Mike started his regular fall work schedule this week, and the boys and I are watching the first day of FIRST GRADE race towards us. Oh right, and we’re having a BABY next month. Ready or not baby Micah is on. his. way.
I am so excited for what’s coming this Fall.
Mike started a new tradition this year with the boys. Once a month they have a “boys only” morning with my Dad that usually consists of breakfast and an easy activity they all can share (like Home Depot’s free Saturday morning projects). Mike preps the boys with questions to ask Papa (and himself) about life and they talk. This perhaps, is one of the boys favorite Saturdays of the month.
August’s Boy’s Club happened to be epic. Mike’s Dad was in town, so the boys were able to share the morning with both their Papas. I still can’t believe how amazing it is for the boys to get this kind of experience. Mike and I never had that kind of opportunity with our Grandpas – or our Grandmas for that matter. We’re looking forward to including uncles and even cousins in the months ahead.
These are the kind of moments that lasting family memories are made of and we are so incredibly blessed.

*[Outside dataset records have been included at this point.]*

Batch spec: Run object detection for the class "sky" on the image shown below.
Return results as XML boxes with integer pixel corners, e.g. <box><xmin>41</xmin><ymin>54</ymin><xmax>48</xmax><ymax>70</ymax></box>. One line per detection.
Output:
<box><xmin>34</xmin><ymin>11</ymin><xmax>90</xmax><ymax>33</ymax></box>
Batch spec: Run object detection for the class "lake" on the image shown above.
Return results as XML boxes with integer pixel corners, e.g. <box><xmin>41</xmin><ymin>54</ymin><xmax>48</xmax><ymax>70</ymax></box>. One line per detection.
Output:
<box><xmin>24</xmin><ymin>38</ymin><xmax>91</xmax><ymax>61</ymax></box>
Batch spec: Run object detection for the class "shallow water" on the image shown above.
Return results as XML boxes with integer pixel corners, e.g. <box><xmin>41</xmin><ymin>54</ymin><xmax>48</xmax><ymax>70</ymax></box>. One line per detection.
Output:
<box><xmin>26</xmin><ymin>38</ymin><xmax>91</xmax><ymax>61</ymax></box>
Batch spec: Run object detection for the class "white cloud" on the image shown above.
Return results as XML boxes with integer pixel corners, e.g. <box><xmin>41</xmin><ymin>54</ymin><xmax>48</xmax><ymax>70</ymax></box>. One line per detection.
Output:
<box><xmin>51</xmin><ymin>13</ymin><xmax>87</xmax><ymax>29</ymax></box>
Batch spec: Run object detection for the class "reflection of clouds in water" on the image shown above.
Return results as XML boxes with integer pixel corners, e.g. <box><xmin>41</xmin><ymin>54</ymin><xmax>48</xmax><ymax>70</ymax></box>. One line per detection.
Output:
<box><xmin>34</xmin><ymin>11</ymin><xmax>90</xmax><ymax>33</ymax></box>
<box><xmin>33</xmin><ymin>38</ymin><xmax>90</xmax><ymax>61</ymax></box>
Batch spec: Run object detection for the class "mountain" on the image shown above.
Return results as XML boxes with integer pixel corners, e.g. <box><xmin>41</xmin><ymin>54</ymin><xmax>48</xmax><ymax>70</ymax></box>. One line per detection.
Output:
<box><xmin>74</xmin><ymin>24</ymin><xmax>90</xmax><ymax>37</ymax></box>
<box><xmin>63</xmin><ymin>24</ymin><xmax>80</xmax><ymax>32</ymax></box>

We’ve never taken the boys camping before and when our friends suggested an overnight-boys-only-backyard-camping trip at their house we were all pretty excited. My friend Kim and I hung out and worked, while Mike and Mark and the three boys did really manly outdoorsy kinds of things.
There was fishing and swimming and sleeping outside in a tent under the cool August sky. There were s’mores and laughter and memories added to a bank that’s already full of many, many good things.
Mike and I have known Mark and Kim for the past 18+ years, and it made this momma’s heart so thankful that our boys have begun to create such a special bond. It’s not often you get this puzzle-piece type of familiarity and friendship between everyone in a family, and it’s certainly not something we want to take for granted.
Being the Difference
For the past several years we’ve trekked our way to Bourbonnais for Bears Camp. Being so close to the end of pregnancy we thought it would be better to stick closer to home and instead opted to head over to Soldier Field for Family Fest.
We may never do that again.
Our love for the Chicago Bears runs deep so I won’t get into all the specifics, but I will say that leaving the parking lot at the end of the event was the coup de grace of a very frustrating day. After sitting for over 40 minutes in the exact same place in line (about three feet outside of our original parking spot), I took over the wheel and Mike took a walk to the lot’s exit to see what was going on.
It wasn’t long before we slowly started creeping forward. As we made our way closer to the exit I called Mike to find out where he was and jokingly asked if he was directing traffic.
The first thought that entered my pregnant mind was borderline rage. HOW DARE it be that my husband have to direct traffic at SOLDIER FIELD when we PAID MONEY to park our car!!
And then Jesus came to bring me perspective and I realized there was an incredible teaching moment in this infuriating situation.
We can ALWAYS choose to be the difference.
Everyone else in the parking lot was stuck. Everyone else was upset and frustrated. But Mike (and two other fans) were the only ones to actually get out of their cars and do something productive about it, and traffic moved because of it.
There are SO MANY times in life, it’s just easier to sit on the sidelines and point fingers and complain. But that never amounts to more than skyrocketing blood pressure and aggravation. I want to be the kind of person that’s capable of setting aside long days and inconvenient stressful situations to see how I can be an agent of change. Not a passive aggressor.
Mike reminded me so practically it’s always an option to be the difference. It’s always a choice I can make.